Leucorrhinia caudalis (Charpentier, 1840)
Sierlijke witsnuitlibel
Omschrijving [laatste larvale stadium, (fig. Lcaudall.tif)]
(naar Aguesse, 1968; Heidemann & Seidenbusch, 1993; Er. Schmidt, 1936c)
Lichaamsvorm plat en breed, kleur geelgroen tot grasgroen met roodbruine vlekken. Lengte 17 tot 21 mm, breedte abdomen 7,5 tot 8,5 mm.
Kop: [(fig. Leuc.tif), algemene kopvorm; (fig. Lcaudal1.tif), kop en thorax (ventraal); (fig. Lcaudal5.tif), kop (frontaal)]. Prementum met 13 + 13 of 14 + 14 setae, waarvan acht tot tien aan elke zijde langer dan de overige. Labiale palpen met 11 + 11 of 12 + 12 setae.
Thorax: Poten met twee donkere ringen om femora en tibiae.

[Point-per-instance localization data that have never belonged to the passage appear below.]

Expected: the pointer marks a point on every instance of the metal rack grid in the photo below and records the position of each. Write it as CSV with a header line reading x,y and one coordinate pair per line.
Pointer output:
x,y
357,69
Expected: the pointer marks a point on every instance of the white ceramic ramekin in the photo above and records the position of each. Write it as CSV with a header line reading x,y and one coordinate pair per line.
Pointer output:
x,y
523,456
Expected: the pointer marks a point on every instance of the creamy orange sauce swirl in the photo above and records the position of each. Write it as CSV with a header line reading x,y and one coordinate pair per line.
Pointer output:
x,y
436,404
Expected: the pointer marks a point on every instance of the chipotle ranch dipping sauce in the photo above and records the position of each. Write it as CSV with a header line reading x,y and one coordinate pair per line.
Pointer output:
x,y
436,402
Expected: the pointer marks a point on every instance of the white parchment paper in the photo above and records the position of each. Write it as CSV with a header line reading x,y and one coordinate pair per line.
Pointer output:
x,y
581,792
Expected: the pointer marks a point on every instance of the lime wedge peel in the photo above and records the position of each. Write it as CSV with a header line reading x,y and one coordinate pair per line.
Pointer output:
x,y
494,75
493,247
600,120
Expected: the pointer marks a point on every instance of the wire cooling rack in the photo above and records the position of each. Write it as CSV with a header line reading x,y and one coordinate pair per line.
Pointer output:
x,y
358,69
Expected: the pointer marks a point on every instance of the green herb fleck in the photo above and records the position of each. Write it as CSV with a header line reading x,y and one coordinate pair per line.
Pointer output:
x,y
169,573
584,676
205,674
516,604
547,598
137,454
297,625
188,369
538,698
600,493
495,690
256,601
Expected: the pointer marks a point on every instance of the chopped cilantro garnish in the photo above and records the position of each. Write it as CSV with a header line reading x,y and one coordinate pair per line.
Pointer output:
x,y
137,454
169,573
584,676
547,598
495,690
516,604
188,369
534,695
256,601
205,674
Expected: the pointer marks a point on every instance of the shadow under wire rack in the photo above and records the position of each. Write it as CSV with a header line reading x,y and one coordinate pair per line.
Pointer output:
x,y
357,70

Abdomen: Op abdomen sterk ontwikkelde dorsale doornen op segmenten III tot IX [(fig. Lcaudal2.tif), abdomen (lateraal)], laterale doornen op abdominale segmenten V tot IX, die van segmenten V tot VII kort, die van segment IX zeer lang en vrijwel reikend tot de eindpunt van de appendices [(fig. Lcaudal4.tif), abdomen (ventraal)]. Abdomen ventraal voorzien van donkere dwarsbanden op de laatste vier segmenten.
Sterniet van segment VII met zwak ontwikkelde borstelrand; sterniet van segment VIII met goed ontwikkelde borstelrand.
Anaal aanhangsels: Mannetjes herkenbaar aan een enigzins twee-lobbig geproduceerde dorsale lob tot ongeveer halverwege de epiproct.
Adulten
(fig. Lcaudalf.tif), adult vrouwtje
(fig. Lcaudalm.tif), adult mannetje
Levenswijze
Larven leven bij voorkeur in wateren waarin veel ondergedoken waterplanten groeien.
Het eierleggen
Bij het eieren leggen is het wijfje alleen. Ze tipt met de punt van het abdomen ritmisch in het water om de eieren te laten zinken. De eieren zijn klein (0,5 x 0,4 mm), ovaalrond, bruin en zonder gel-mantel.
Larvale ontwikkeling
De ei-ontwikkeling zou in circa zes weken verlopen (Robert, 1958). De larven leven tussen waterplanten en hun ontwikkeling duurt circa twee jaar, waarbij vermoedelijk tien vervellingen plaatsvinden (Robert, 1958).
Vliegtijd
In Nederland van mei tot juli, het meest in juni.
Verspreiding
Werd in Nederland alleen in de omgeving van Oisterwijk regelmatig aangetroffen. Laatste melding voor Nederland betrof het Groot Malpieven bij Valkenswaard in 1970. De soort handhaafde zich uitsluitend in ongestoorde vennen of andere oligotrofe wateren. (zie ook Wasscher et al., 1995)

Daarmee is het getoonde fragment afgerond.